If you want healthier fries, please try The Best Baked Sweet Potato Fries, which are also great, and if you are looking for a Spanish twist, try Patatas Bravas. They are spicy potato cubes with a delicious hot and creamy dipping sauce that is addictive!
- Before tossing the wings in the spice mix, make sure they are as dry as possible. If they are too moist, the spice mix will not stick to them very well.
- When applying the mustard coat, be gentle so as not to remove the spice mix. I like to use a silicone brush, but your fingers are delicate.
- To check if the oil is hot enough, sprinkle some flour in it. When it is hot enough, it will become bubbly.
- Let the wings drain on paper towels and let them cool a little before serving. They are quite hot and could burn your mouth.

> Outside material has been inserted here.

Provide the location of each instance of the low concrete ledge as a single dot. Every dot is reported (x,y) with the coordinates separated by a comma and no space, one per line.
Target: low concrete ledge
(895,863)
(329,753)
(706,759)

Mustard Fried Chicken Wings
- 3 pounds chicken wings (separated at the joints)
- 1 tablespoon salt
- 1 tablespoon garlic powder
- 3 tablespoons prepared yellow mustard
- 1 ½ tablespoon onion powder
- 1 teaspoon black pepper
- 2 teaspoons paprika
- 2 cups all-purpose flour
- ½ teaspoon cayenne pepper
- 1 -quart peanut oil for frying
- Make your spice rub by mixing salt, garlic powder, onion powder, paprika, cayenne pepper, and black pepper
- Sprinkle dry chicken wings (pat them dry) with the spice mixture on both sides to season
- Brush all sides of the chicken wings with mustard
- Dust each chicken wing with flour to coat completely
- Heat the oil in a dutch oven or a deep fryer. When the oil is hot (sprinkle a bit of flour, and if it bubbles, it’s hot enough), fry the wings for 6 minutes on each side or until the juices run clear. Drain on paper towels.
Frequently Asked Questions
- How do you prepare wings for frying?
I like to season them first with salt and spices, brush them with mustard and then give them a light coating with flour. If moisture starts seeping through the flour, dust them again.
- Should I boil chicken wings before frying?
I never do that. The oil is hot enough to cook the wings fully. Six minutes on each side is generally enough to cook them through.
- How do you get crispy skin on fried chicken wings?
For skin to be crispy it has to be dry. Pat the wings dry before adding the spices to it. Take it out of the fridge 30 minutes before they are at room temperature, pat them dry and then season it.